Original article no longer available
The Associated Press
NEW HAVEN, Conn. June 6 Investigators looking into last month’s bombing at Yale Law School searched the home of a former library worker who was previously convicted of stealing rare books and documents from Yale. Benjamin Johnson, 23, was jailed Wednesday after federal agents searched his parents’ house in suburban Hamden, where he had been on supervised release. Officials refused to say why they revoked his release.
Johnson pleaded guilty in 2001 to stealing $2 million worth of rare books and papers from Yale’s Beinecke Rare Book and Manuscript Library and then selling them over the Internet.The library is across the street from Yale Law School, where a May 21 explosion damaged some rooms but caused no injuries. Authorities Friday would not say what they were looking for at Johnson’s house or whether they found anything linking him to the bombing. His lawyer, Penn Rhodeen, said Johnson had nothing to do with the bombing and has no grudge against Yale, which he said has treated Johnson fairly.”What you have is a situation where people decided he would be a logical person to think about in connection with some other investigation they have in mind. They have to do their jobs,” Rhodeen said.
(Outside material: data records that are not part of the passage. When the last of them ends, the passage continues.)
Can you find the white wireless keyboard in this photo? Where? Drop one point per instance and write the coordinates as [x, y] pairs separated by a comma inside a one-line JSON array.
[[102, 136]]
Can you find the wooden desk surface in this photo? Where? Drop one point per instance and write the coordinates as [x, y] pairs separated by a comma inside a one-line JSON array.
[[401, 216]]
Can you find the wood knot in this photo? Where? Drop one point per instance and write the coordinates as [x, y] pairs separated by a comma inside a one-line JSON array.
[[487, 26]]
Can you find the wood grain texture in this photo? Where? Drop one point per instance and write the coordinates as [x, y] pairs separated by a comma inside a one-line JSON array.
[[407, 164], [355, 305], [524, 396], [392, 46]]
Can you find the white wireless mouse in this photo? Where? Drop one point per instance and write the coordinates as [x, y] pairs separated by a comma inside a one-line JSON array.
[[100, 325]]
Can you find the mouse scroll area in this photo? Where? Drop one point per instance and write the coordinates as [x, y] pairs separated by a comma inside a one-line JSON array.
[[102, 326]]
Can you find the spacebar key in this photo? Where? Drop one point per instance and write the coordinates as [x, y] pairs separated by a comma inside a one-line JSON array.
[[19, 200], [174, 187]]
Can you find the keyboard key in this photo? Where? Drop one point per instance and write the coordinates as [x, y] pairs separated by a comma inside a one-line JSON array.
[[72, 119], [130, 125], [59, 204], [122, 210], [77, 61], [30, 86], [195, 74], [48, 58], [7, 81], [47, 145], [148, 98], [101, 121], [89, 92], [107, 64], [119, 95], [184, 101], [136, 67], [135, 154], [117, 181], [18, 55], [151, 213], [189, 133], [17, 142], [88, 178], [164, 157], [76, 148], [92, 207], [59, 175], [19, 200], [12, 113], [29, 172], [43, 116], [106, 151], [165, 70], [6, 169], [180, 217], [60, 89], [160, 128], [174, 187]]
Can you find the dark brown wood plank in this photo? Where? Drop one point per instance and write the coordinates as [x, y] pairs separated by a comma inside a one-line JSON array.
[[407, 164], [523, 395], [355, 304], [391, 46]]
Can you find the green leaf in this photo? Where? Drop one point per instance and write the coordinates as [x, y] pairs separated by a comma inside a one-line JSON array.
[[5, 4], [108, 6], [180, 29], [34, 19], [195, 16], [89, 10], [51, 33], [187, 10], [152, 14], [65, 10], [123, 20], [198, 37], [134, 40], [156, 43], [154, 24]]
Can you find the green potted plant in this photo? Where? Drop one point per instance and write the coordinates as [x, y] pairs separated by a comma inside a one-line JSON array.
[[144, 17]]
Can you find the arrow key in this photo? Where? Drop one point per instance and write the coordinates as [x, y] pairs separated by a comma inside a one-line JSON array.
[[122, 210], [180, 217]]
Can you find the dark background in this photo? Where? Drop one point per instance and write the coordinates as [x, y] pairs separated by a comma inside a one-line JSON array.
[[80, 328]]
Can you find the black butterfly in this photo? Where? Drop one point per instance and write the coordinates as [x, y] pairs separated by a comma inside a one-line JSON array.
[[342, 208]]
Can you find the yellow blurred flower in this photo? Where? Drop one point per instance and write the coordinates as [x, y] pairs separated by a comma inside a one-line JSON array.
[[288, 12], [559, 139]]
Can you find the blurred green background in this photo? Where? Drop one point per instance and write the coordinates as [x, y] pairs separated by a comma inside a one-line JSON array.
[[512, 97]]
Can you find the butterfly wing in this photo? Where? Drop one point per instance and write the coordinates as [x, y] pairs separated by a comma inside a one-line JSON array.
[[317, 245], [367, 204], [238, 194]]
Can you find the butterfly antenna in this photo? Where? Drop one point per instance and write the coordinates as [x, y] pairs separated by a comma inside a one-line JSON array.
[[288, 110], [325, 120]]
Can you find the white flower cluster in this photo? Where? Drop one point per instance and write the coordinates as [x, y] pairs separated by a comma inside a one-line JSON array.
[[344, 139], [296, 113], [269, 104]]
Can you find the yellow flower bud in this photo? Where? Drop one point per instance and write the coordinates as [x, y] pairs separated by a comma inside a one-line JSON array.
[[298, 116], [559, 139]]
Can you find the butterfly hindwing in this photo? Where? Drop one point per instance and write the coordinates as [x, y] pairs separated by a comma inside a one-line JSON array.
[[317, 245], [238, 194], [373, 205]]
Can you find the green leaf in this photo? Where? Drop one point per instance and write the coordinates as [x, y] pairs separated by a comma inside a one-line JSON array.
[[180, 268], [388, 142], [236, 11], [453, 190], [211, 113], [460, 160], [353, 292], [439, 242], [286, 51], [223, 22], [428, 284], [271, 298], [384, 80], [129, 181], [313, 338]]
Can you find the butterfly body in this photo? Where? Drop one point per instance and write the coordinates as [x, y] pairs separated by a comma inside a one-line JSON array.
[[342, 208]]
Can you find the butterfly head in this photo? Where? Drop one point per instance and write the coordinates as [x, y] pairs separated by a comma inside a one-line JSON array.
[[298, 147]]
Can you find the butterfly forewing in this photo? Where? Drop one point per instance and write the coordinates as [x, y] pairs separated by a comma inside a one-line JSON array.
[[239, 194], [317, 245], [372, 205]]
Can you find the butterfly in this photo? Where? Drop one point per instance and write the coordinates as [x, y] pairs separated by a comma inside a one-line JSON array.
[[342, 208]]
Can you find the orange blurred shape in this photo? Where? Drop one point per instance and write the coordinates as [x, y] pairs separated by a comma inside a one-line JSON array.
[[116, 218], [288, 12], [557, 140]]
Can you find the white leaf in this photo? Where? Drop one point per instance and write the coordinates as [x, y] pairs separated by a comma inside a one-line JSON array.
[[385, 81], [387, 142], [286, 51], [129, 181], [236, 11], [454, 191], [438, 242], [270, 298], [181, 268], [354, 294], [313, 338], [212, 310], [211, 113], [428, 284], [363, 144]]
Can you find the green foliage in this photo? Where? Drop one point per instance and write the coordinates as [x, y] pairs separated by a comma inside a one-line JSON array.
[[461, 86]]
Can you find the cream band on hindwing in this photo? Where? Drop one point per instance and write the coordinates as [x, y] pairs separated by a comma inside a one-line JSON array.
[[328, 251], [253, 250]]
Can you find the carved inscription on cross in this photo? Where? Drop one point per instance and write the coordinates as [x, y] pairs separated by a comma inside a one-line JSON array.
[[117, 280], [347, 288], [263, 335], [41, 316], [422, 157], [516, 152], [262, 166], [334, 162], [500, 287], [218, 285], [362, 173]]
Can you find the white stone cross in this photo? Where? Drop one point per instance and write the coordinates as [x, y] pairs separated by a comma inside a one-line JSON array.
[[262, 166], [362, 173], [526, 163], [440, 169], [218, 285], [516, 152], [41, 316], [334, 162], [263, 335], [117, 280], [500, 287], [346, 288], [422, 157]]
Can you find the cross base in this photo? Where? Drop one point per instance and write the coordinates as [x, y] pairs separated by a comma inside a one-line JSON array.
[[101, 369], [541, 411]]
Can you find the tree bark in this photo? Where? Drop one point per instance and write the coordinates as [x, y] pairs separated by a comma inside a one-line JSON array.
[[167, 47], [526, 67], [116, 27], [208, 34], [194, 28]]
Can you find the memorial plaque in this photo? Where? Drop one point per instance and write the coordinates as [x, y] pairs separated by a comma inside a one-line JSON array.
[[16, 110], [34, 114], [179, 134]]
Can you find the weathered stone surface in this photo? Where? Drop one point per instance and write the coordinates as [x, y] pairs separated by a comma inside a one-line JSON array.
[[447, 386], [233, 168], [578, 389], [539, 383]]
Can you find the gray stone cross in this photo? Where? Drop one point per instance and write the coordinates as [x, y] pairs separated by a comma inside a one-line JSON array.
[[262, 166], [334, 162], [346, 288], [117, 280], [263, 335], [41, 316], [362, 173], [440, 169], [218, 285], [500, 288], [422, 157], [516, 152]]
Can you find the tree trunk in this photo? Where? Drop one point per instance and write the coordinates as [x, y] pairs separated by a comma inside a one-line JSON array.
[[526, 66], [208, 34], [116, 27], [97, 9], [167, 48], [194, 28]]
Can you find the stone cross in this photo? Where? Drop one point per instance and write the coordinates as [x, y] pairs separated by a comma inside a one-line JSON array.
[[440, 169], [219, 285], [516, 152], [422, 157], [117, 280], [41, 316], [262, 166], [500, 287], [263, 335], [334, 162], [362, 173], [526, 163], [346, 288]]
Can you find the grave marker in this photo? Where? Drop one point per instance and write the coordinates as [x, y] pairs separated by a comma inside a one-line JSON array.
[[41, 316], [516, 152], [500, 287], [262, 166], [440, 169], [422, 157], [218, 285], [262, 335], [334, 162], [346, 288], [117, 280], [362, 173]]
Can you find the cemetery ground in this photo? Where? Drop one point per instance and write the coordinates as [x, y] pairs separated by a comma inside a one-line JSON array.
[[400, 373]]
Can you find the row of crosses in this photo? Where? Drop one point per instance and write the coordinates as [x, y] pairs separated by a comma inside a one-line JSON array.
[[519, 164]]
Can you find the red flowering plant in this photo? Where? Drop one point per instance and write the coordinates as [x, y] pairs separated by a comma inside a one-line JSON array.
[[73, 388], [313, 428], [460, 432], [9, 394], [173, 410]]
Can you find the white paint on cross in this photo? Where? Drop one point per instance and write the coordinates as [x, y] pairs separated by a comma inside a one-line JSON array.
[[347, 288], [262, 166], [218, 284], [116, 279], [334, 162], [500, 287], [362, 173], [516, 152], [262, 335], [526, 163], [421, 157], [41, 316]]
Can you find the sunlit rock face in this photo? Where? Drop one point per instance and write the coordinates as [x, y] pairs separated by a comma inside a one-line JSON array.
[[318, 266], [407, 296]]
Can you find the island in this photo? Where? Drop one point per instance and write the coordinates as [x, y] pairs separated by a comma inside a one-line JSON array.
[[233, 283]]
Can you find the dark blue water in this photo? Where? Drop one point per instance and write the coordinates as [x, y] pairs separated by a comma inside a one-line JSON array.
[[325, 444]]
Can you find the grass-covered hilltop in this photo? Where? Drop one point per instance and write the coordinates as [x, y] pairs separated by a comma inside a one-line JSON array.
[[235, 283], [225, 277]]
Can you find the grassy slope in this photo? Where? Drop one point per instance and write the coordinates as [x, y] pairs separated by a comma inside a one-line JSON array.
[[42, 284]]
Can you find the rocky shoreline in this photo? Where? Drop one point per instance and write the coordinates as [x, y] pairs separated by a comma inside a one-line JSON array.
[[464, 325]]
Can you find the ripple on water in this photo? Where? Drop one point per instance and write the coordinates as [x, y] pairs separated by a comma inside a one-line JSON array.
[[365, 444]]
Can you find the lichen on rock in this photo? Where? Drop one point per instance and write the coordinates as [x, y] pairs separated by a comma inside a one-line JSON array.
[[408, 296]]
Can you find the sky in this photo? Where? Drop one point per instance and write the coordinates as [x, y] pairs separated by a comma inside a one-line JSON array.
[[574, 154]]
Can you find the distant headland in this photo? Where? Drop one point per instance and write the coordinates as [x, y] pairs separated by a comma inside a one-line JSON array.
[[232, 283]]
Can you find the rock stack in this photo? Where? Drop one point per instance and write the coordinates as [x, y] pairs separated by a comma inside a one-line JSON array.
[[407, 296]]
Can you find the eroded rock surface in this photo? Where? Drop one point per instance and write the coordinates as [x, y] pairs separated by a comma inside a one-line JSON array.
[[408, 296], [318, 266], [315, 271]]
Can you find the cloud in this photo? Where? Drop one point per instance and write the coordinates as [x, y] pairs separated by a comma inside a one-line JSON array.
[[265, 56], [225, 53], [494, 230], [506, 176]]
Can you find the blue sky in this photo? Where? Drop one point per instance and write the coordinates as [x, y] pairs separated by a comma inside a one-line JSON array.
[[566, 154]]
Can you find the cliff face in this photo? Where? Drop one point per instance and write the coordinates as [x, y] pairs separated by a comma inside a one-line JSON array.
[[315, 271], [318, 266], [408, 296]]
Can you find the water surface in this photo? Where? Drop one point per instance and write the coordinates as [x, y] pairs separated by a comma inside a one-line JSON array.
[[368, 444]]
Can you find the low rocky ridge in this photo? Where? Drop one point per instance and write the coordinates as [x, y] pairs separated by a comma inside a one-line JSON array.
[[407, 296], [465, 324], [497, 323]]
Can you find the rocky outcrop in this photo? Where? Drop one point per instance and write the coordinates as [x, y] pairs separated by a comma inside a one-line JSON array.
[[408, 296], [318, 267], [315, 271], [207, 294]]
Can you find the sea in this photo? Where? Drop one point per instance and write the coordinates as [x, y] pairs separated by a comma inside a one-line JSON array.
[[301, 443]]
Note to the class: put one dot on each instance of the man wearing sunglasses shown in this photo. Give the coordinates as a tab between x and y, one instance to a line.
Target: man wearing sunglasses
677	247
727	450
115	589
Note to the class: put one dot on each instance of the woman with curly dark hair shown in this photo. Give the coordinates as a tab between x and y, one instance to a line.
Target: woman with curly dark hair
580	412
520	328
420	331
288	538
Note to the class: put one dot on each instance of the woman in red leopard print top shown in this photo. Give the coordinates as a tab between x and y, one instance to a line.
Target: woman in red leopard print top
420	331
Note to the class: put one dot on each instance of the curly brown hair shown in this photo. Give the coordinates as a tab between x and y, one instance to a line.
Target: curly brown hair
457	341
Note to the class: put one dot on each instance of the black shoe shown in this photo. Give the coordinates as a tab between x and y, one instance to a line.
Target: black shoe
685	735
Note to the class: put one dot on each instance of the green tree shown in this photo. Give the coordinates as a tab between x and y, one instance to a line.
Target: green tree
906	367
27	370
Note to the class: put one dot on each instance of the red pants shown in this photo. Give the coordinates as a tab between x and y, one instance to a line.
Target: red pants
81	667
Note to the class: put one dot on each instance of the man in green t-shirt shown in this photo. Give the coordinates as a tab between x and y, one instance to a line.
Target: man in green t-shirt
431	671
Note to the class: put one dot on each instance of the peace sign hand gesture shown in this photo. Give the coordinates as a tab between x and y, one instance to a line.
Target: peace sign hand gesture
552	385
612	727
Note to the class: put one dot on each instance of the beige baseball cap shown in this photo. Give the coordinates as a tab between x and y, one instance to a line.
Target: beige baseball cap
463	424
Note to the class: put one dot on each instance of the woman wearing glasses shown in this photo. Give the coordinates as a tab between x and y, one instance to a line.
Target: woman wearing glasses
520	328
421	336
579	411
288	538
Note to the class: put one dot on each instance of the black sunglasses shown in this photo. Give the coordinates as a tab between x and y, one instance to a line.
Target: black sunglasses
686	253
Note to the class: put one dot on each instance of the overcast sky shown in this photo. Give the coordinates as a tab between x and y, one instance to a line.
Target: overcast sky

During Johnson’s regular meeting with his parole officer, the officer found a notebook in Johnson’s backpack that contained notes about explosives, Rhodeen said.Rhodeen said that Johnson, an aspiring writer, would often jot down “exciting passages” from thriller novels as he read them. Rhodeen said he had not seen the notebook in question, but he had seen another notebook Johnson kept that had such notes in it.Johnson is cooperating fully with investigators, Rhodeen said, and has not returned to the Yale campus since his sentencing. Johnson began serving a 15-month sentence in June 2002 for larceny convictions related to the thefts. At the sentencing, Rhodeen said Johnson had a long-standing psychiatric illness and had stopped taking a large dose of Prozac before the thefts started. Johnson was in prison until February, when he moved to a New Haven halfway house. He was allowed to enter a transitional supervision program that allowed him to return home with his parents. After Wednesday’s search, correction officers decided to revoke that privilege, but declined to say why.